I have subscribed to and read Kiplinger's Personal Finance for over twenty years, so it makes sense that I would check its calculator regarding household income.  Kiplinger's did not give an exact or even near exact measurement, telling me that we have made it into the top 25% of earners in the country, which I had already assumed based upon the DQYDJ.com website.
Are you in the top 25% of all earners?
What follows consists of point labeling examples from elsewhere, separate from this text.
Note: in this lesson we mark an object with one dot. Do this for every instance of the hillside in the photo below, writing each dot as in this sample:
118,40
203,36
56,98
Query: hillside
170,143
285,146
The top 10%? Plus, find out what portion of the tax burden you bear according to your income status.



Your $120,000 adjusted gross income (AGI) puts you in the top 25% of earners.  The top-earning 25% of taxpayers reported 68.9% of all AGI and paid 86.8% of total federal income taxes.

The Pew Research Center is a very well-respected institution, and another fount of information whose reports I read on a continual basis.  In a detailed report on income tiers in the U.S. dating from May of 2016 and utilizing data from 2014 on income percentiles per socioeconomic class, Pew defined the upper quintile as those with incomes of $125,000, which seems like the real magic number to me.

$125,000 is well within reach.
It seems like the magic number because it is just out of reach for us.  With what I expect to make this year and next, plus my wife's small amount of income from her school lunch time job, plus a few thousand in dividends at the end of the year, plus another thousand or so in eBook sales, we should crack the $120,000 threshold this year, perhaps $125,000 in 2019, but still be about ten thousand shy of making the top twenty.

I do plan on self-publishing some eBooks, but I doubt that they will earn me the $10,000 or so that we would need to make it to the next echelon.

What is fun to think and dream about is increasing my thousand or so per year in eBook sales to ten, twenty or fifty times that amount.  Consider that one of my "Some Day/Maybe" goals, but it remains a goal nonetheless.

I have also been researching how to start an e-Commerce business and am inching closer to doing so.  I am fairly meticulous as you may surmise by reading some posts, but I also tend to over-think things rather than doing them, so I have to take some action on this soon or I never will.

Some day soon, I will write a post about how our household cracked the top twenty percent for the year.  I know in my heart that that day will come, just as I know that it will feel precarious as hell and could be lost on a whim by my new boss or some other setback.

The thing is to create an income stream or multiple income streams that apply to you whether you continue working for that local government agency like I do, the business that employs you or the school that you teach for.  If you rely on gigs to make a living, that could dry up too.  There are millions of people out there looking to replace what we do with technology or outsource what we do to low-paid foreign workers.  When you reach my age in local government work, there is a bevy of young employees just chomping at the bit to take your job from you.

I am not a mensch who hustles from gig to gig, but I am a mensch who needs to make some extra money just as much, if not more, than many folks.  Our long-deferred needed home repairs are really catching up to us this month and I really need to invest in our home this coming spring, if not sooner.

I do not harbor any illusions of cracking into the one percent, but twenty percent?  Here I come.